Sanjay looked the other way with a wry smile on his face.

‘If I have not called in the cops it is only because I value those years,’ Aditya continued. ‘I don’t need to prove anything to you. And I don’t need you to own up. You know what you did. All I can say is that as of today, you have lost your dearest friend in me, your ardent supporter in Maya and the love of your life, Diana. You have lost almost everything you had. What more am I going to gain by getting you to confess? Unlike the courts of law, in matters of relationships, we all don’t look for evidence. We look for honesty. And that’s where you have failed miserably. All along I thought Shreya was using me, without realising that you were using her. Manipulating her from behind the scenes . . .

‘And Shreya,’ he said, turning to face her. ‘I am sorry. But I really loved you. You are old enough to judge what is right and what is wrong. But you made the choice of working with Sanjay against me. Maybe you did what you did without realising its impact or maybe you did realise it. In any case, I didn’t lie when I said I loved you. I just said loving you was inappropriate. You never loved me. The day I got to know that you went to Goa with Sanjay for the weekend break during your induction in Lonavla, despite the fact that we were in the thick of our relationship, I realised that.’

‘I was upset with you. You were planning the entire awards show without me,’ Shreya said, desperately.

‘And that justifies what you did? How lame!’ Aditya cried out. ‘My doubts were confirmed the day I saw that Sanjay had paid for the trip with his card,’ he said. ‘Now, I am sure our relationship was a mistake. I put my family at risk for you. It was not worth it. Actually nothing is worth putting one’s family at risk. I liked the time I spent with you. Thank you for those memories. I committed to you that I will make you a star—you are already a star. You cannot blame me for not keeping my promise. From after this event you are on your own.’

‘Come. Let’s go,’ he said to everyone in the room, and walked out of the café.

As he was striding out, Vaishali walked alongside. ‘Aditya, I know you well. It could not be the commitment made to Shreya. It has to be something more. What was it that made you wait for this day? You could have confronted everyone earlier.’

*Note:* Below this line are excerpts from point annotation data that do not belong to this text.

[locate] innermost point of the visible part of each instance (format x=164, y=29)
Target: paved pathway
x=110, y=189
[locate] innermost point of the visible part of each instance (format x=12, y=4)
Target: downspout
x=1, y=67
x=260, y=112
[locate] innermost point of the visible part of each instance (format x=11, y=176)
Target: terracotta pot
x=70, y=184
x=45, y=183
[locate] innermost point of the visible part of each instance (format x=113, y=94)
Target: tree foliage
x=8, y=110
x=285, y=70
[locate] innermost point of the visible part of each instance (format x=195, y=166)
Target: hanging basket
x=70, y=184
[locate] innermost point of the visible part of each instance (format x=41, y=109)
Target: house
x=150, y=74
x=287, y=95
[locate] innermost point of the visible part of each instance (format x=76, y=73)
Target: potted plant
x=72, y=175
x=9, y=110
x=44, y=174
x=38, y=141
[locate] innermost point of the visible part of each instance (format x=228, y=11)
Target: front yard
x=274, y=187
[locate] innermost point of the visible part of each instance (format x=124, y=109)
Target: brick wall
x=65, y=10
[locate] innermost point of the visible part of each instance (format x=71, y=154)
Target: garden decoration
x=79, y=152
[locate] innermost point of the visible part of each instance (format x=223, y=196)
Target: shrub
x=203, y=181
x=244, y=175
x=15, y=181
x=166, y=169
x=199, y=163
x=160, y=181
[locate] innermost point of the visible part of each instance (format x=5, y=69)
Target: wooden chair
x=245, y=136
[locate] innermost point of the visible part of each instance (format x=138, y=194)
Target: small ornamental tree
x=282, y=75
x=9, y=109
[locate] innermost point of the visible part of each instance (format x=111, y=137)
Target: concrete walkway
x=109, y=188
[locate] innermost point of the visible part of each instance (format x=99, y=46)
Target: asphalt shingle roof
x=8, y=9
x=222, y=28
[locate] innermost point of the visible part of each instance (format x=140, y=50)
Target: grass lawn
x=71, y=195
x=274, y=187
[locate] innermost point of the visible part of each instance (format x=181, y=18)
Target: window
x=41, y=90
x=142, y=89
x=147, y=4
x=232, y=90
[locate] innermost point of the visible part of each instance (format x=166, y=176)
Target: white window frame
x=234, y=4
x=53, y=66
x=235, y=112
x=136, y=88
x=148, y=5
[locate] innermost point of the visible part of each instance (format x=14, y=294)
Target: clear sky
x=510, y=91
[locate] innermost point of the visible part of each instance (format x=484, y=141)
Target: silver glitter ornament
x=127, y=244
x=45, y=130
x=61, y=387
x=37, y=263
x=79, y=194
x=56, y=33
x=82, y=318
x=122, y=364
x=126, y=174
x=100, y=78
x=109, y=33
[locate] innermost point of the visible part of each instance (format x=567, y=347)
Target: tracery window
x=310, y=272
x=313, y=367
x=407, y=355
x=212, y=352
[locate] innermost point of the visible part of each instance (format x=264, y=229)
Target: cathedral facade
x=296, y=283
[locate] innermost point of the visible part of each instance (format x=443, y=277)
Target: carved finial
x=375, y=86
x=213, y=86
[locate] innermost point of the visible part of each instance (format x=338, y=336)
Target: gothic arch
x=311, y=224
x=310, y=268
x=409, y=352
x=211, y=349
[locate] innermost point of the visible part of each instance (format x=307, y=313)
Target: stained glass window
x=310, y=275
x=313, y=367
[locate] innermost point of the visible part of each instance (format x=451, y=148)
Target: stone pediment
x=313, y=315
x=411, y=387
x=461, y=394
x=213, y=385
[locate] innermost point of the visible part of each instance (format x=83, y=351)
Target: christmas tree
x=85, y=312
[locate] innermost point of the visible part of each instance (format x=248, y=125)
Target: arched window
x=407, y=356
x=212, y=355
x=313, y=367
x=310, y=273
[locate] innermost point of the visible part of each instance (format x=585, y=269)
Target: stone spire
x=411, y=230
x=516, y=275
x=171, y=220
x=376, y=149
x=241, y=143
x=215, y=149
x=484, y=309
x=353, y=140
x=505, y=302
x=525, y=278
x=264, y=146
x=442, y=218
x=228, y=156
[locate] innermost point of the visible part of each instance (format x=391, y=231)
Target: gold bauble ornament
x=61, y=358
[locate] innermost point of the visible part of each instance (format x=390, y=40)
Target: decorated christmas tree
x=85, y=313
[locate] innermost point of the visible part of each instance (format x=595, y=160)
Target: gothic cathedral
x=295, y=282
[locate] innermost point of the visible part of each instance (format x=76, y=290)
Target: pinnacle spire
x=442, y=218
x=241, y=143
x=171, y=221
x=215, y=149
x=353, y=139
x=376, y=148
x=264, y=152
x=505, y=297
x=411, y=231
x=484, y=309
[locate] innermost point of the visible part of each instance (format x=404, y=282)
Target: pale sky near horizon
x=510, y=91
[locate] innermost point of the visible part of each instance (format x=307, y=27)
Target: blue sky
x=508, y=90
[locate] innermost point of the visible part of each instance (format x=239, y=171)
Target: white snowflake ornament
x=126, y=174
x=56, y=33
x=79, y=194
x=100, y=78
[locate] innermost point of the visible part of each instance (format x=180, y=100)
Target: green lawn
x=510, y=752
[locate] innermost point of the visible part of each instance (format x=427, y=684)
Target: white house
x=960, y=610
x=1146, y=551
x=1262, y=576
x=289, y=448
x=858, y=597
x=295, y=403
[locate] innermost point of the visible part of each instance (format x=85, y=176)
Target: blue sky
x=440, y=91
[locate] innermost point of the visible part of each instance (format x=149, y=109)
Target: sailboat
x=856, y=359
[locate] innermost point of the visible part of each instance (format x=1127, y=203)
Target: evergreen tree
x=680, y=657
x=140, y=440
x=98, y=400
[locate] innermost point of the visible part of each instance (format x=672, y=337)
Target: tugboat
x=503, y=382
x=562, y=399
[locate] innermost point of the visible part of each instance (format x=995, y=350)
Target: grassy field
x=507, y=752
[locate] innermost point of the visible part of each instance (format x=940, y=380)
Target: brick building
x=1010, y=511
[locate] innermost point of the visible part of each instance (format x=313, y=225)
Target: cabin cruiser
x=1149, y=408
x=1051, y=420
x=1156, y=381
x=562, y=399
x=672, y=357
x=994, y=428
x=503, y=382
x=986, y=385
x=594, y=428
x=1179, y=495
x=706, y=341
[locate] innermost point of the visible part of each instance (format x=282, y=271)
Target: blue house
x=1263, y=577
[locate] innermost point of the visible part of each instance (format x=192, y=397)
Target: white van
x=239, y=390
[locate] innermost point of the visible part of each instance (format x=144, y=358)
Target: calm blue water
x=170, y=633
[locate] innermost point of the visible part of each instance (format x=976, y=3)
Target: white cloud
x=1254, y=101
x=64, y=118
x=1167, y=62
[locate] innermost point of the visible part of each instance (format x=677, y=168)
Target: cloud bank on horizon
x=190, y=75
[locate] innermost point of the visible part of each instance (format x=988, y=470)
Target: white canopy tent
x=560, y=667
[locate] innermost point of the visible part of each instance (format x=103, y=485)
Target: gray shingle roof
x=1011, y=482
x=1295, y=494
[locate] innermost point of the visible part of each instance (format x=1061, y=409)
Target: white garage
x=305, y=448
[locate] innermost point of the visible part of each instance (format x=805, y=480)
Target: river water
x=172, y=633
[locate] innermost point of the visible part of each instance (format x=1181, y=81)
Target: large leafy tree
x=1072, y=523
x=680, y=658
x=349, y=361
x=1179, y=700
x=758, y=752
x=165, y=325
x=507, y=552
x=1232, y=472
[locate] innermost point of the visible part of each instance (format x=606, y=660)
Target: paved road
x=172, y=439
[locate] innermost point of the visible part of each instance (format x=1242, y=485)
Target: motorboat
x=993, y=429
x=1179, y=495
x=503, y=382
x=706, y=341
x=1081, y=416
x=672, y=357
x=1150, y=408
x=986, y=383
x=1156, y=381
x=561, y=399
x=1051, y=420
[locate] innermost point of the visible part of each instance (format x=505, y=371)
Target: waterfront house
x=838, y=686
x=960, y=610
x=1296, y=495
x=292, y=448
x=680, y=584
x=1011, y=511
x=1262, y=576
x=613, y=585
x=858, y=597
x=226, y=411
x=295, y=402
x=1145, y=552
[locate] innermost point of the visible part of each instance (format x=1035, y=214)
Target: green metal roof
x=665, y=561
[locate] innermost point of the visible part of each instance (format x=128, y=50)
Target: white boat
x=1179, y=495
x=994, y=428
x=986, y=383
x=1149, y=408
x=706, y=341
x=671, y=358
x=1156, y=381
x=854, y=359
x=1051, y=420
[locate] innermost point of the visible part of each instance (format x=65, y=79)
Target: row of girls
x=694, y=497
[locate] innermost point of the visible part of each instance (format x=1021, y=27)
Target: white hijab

‘I am not a fool, Vaishali . I could have confronted these guys the day Diana and I figured out that something was wrong. Melwin only proved to me what I already knew. I chose today because it is a big day for Shreya. She won’t mess it up at any cost. Any other day, she would have walked out and maybe even dragged me into a legal suit. Sexual harassment cases are not easy to deal with. People pass judgements even before they investigate. But today, the odds are in my favour. The media is here, the readers are here, no one can contest my revelation. I have a winner all the way.

‘Any other day, had they gone to town on the plagiarism issue, I would have looked like a cheat. Anything I offered to say in my defence would have sounded like a reactive explanation. Today it will sound like a genuine mistake which I am correcting. I will emerge the hero in this. Today I have hit them the hardest. Both of them will spend their life under the realisation that I knew what they were doing, all along. Whenever they relive this incident in their life, they will always live under the ignominy of having come out as losers. Isn’t that a bigger punishment?

‘As far as my side of the story is concerned, Poonam Saxena is coming out with an exclusive issue on me and my books this Sunday in HT Brunch. I gave them the story as an exclusive. As we speak, it’s going into print. Shreya set out to write a bestseller. If I was convinced that what happened over the last two months was only her mistake, my approach would have been different. But I was equally responsible. It was my mistake as well. If we allow others to take advantage of us, we lose the right to cry when they do. I allowed Shreya to take advantage of me. And that made me vulnerable. Sanjay all along wanted to show me down. Jealousy at a personal and professional level can be dangerous. Sanjay exploited this vulnerability. The problem was me, Vaishali. Me. Why blame others?’ Aditya concluded.